ECLI:NL:RBDHA:2024:5873

Rechtbank Den Haag

Datum uitspraak
23 april 2024
Publicatiedatum
23 april 2024
Zaaknummer
NL24.11886
Instantie
Rechtbank Den Haag
Type
Uitspraak
Procedures
  • Voorlopige voorziening
Vindplaatsen
  • Rechtspraak.nl
AI samenvatting door LexboostAutomatisch gegenereerd

Afwijzing verzoek voorlopige voorziening asielaanvraag

Op 23 april 2024 heeft de voorzieningenrechter van de Rechtbank Den Haag uitspraak gedaan in de zaak van een verzoeker tegen de staatssecretaris van Justitie en Veiligheid. De zaak betreft een verzoek om een voorlopige voorziening in het kader van een asielaanvraag. De staatssecretaris had op 18 maart 2024 besloten om de aanvraag van de verzoeker tot het verlenen van een verblijfsvergunning asiel voor bepaalde tijd niet in behandeling te nemen, met als argument dat Kroatië verantwoordelijk is voor de behandeling van de aanvraag. De verzoeker heeft hiertegen beroep ingesteld en verzocht om een voorlopige voorziening.

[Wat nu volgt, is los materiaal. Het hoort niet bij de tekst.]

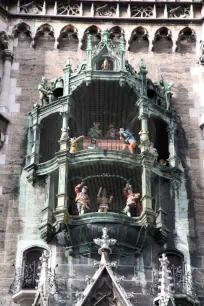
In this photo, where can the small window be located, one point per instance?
(31, 263)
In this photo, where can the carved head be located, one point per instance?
(84, 189)
(96, 124)
(104, 192)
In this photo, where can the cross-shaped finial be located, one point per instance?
(105, 242)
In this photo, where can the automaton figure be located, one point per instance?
(45, 92)
(132, 200)
(95, 131)
(129, 140)
(82, 199)
(166, 92)
(112, 132)
(103, 200)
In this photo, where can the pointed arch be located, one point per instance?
(163, 40)
(22, 28)
(96, 36)
(139, 40)
(44, 36)
(186, 40)
(68, 38)
(115, 33)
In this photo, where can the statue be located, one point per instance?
(95, 132)
(105, 65)
(166, 92)
(74, 147)
(112, 132)
(45, 92)
(82, 199)
(132, 199)
(103, 200)
(129, 140)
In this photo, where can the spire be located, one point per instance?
(165, 289)
(105, 244)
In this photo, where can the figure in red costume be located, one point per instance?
(132, 200)
(82, 199)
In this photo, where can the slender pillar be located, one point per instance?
(61, 213)
(174, 161)
(34, 157)
(7, 56)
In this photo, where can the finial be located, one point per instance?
(89, 42)
(104, 244)
(122, 43)
(143, 68)
(165, 288)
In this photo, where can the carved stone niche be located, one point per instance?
(3, 127)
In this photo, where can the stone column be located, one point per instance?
(148, 160)
(174, 161)
(7, 56)
(61, 213)
(34, 157)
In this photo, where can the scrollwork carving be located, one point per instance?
(141, 11)
(106, 10)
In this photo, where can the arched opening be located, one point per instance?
(49, 136)
(159, 137)
(112, 177)
(44, 37)
(115, 34)
(23, 32)
(30, 267)
(96, 36)
(163, 41)
(107, 107)
(68, 39)
(186, 41)
(139, 40)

De voorzieningenrechter heeft het verzoek op 11 april 2024 behandeld, samen met een andere zaak (NL24.11885). Tijdens de zitting waren zowel de verzoeker, vertegenwoordigd door zijn gemachtigde mr. M.S. Dunant Maurits, als de staatssecretaris, vertegenwoordigd door mr. B.H. Wezeman, aanwezig. De voorzieningenrechter heeft overwogen dat, gezien de uitspraak in de andere zaak, een voorlopige voorziening niet meer nodig is. Daarom heeft de voorzieningenrechter het verzoek om voorlopige voorziening afgewezen. Tevens is er geen aanleiding voor een proceskostenveroordeling.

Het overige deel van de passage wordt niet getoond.